Так, в некоторых немногих из своих ведущих аспектов, предстает Жизнь больному.
СМЕРТЬ ДЛЯ БОЛЬНОГО.
«Вдыхать запах свежей земли полезно для тела; не менее полезны для души мысли о смертности». Фуллер.
“And yet as angels, in some brighter dreams,
Call to the soul when man doth sleep,
So some strange thoughts transcend our wonted themes,
And into glory peep.”
Henry Vaughan.
Какой предмет столь интересен для полного жизни, как предмет смерти? Какой вкус столь универсален в детстве и юности, как вкус к изучению всего, что можно узнать о мыслях и чувствах умирающих? Разве мы все, в наши молодые дни, не обращались к части о смерти во всех биографиях; к статьям о смерти во всех энциклопедиях; к рассуждениям о болезни и смерти во всех книгах проповедей; к молитвам в ожидании смерти во всех книгах благочестия? Разве самые обыденные писатели художественной литературы не переполняют свои романы сценами смерти, а посредственные авторы трагедий не убивают почти всех своих персонажей? Разве люди не стекаются на казни; и разве те, кто остается дома, не узнают все, что могут, о последних словах и поведении страдальцев? Разве видения героических детей (и многих взрослых детей) не касаются главным образом боли и благородного ухода?
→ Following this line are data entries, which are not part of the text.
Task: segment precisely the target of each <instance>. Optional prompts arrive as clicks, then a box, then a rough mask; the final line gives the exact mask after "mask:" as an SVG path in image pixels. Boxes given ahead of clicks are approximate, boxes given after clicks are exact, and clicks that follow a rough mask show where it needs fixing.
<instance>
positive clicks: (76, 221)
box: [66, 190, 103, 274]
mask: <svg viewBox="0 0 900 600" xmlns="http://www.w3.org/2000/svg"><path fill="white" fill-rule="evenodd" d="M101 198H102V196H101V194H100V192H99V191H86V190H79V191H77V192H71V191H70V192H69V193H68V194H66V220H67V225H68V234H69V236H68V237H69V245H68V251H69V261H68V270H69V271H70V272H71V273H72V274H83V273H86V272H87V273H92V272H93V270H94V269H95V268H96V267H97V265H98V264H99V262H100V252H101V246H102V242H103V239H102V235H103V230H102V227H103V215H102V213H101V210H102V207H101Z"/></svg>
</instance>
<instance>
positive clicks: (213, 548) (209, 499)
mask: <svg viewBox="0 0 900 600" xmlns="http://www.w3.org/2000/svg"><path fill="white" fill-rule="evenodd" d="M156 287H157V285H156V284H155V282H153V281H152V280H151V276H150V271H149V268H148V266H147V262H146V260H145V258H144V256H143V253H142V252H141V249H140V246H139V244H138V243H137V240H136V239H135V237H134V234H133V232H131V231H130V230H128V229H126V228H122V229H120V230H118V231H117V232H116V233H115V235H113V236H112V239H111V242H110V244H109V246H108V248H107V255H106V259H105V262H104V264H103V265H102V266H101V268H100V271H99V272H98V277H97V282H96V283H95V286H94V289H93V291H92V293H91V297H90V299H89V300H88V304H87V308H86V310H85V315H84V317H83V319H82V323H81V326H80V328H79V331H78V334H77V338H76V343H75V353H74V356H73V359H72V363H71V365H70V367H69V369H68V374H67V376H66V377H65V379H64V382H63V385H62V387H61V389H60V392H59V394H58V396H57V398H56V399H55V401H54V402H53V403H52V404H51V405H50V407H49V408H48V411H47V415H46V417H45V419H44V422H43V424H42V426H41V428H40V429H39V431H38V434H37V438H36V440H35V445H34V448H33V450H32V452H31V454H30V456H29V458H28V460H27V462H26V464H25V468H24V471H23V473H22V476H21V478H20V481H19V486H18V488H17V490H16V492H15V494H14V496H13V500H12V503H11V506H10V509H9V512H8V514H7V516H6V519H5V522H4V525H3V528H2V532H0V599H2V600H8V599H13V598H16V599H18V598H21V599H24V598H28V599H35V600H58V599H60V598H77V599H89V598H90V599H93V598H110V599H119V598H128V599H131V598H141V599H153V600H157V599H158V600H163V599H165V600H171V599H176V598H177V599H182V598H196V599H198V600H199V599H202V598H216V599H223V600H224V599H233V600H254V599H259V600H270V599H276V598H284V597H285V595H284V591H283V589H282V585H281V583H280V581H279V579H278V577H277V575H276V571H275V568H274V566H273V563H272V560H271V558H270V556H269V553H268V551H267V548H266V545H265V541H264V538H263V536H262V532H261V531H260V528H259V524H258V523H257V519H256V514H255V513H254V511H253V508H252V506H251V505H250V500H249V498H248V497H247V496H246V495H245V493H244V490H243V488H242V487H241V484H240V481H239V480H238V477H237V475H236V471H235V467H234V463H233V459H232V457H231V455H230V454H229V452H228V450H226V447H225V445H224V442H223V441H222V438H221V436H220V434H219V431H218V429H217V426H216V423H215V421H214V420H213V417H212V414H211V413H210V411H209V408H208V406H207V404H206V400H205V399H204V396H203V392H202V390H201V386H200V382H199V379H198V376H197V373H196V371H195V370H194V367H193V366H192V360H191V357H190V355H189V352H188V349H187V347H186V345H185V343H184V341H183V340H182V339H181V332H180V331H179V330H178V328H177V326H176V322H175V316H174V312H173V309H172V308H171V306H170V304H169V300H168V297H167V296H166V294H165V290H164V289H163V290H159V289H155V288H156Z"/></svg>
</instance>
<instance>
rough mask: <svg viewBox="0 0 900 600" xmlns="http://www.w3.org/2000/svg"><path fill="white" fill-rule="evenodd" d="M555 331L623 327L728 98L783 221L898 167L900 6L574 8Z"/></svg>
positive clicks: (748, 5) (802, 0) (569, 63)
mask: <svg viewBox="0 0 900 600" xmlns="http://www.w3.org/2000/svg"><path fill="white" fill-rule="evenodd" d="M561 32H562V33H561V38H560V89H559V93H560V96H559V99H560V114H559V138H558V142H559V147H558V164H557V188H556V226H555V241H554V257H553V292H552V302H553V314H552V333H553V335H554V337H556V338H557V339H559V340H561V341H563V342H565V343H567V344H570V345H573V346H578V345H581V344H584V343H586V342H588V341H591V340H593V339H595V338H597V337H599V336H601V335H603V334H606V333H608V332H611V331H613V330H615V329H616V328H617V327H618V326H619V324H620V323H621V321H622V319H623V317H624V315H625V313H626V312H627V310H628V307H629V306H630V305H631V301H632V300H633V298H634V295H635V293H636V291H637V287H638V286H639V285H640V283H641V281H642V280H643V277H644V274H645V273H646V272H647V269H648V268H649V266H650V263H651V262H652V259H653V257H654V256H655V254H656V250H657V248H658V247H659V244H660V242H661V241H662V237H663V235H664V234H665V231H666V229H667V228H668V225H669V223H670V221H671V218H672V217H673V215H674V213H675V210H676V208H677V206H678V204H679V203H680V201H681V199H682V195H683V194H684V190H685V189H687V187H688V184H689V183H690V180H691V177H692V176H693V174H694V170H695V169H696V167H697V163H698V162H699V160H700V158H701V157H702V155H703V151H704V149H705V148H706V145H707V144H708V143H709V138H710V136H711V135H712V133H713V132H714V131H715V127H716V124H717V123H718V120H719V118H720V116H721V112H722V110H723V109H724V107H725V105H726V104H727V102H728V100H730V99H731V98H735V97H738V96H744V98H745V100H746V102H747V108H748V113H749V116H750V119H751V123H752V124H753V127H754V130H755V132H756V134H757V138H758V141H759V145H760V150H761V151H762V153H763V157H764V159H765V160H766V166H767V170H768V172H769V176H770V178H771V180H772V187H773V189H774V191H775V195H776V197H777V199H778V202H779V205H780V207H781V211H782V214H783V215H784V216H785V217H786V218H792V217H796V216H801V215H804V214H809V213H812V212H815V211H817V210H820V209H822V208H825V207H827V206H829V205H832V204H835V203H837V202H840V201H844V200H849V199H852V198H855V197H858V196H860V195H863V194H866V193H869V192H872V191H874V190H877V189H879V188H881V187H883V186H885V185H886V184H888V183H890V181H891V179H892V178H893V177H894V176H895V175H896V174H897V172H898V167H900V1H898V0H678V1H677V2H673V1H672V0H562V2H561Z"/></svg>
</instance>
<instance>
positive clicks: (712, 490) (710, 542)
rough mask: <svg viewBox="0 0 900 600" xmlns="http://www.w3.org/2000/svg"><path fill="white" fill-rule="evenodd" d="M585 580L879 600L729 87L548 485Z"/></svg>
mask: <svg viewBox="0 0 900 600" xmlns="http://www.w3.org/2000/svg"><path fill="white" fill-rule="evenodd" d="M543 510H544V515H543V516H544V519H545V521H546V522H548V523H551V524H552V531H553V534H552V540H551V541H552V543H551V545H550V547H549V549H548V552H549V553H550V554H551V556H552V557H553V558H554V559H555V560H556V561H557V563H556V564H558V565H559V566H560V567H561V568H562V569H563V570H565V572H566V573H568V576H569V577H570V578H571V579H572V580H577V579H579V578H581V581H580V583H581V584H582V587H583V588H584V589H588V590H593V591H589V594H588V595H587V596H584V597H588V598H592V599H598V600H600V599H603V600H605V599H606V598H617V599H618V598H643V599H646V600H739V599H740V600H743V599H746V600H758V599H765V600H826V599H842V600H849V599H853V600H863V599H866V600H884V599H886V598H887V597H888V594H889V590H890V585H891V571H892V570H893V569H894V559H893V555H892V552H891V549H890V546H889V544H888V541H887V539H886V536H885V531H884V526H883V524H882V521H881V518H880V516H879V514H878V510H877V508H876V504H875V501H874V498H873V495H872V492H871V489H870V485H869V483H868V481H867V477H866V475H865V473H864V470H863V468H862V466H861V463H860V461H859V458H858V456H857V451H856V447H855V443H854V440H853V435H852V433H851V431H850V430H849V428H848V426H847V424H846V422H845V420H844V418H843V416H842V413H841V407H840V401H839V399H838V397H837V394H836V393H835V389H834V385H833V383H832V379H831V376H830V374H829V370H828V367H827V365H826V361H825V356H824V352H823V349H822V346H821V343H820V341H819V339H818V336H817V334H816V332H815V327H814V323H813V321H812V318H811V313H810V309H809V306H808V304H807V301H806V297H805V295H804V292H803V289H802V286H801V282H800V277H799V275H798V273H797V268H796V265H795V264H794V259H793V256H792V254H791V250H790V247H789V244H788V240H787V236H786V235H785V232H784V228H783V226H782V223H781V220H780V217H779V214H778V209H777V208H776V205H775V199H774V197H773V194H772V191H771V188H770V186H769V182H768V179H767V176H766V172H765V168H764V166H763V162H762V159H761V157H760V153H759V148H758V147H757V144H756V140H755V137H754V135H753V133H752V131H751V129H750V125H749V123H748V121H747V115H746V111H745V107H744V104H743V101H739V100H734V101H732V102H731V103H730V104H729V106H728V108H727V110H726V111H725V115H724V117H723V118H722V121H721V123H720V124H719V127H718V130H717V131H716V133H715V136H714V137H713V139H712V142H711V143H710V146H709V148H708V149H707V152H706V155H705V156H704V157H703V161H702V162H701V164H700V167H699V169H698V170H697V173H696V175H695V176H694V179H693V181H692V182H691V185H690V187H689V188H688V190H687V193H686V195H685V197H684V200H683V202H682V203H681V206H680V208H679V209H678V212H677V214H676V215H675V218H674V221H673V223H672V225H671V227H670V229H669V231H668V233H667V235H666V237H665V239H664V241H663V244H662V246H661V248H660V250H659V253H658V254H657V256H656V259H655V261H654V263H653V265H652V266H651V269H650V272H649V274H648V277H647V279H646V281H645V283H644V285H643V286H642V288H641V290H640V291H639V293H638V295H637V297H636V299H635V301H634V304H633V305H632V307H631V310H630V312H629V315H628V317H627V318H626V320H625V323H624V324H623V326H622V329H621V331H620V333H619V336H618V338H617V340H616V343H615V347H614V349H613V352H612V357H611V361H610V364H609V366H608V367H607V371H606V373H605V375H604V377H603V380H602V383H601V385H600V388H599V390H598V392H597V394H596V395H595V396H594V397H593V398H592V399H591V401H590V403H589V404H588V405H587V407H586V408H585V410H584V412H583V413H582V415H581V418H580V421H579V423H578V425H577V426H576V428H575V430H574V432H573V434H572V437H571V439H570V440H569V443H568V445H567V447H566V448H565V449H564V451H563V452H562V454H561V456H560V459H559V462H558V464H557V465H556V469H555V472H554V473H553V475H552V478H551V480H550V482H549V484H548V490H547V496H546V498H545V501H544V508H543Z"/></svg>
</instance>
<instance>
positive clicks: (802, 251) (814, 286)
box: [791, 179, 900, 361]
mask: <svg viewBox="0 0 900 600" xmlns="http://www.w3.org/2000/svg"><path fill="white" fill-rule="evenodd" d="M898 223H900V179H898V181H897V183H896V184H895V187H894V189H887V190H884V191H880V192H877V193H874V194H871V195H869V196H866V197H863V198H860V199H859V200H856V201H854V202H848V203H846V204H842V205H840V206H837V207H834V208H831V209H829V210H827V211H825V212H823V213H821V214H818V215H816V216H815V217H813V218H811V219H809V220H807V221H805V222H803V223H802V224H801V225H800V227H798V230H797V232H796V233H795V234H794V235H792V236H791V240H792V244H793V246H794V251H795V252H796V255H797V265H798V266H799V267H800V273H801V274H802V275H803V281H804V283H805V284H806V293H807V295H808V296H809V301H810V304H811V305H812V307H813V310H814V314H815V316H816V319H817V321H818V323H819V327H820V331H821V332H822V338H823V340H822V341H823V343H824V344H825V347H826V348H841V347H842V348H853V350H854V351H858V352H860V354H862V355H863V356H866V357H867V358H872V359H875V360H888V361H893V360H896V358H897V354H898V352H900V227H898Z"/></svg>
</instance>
Есть ли любопытство более живое, чем то, которое мы все чувствуем по поводу откровений людей, реанимированных после утопления? Разве не их более близкое положение к смерти делает больных людей столь ужасными для детей, которые не знакомы с ними — столь интересным предметом размышлений для всех? Как же тогда обстоит дело с самими больными?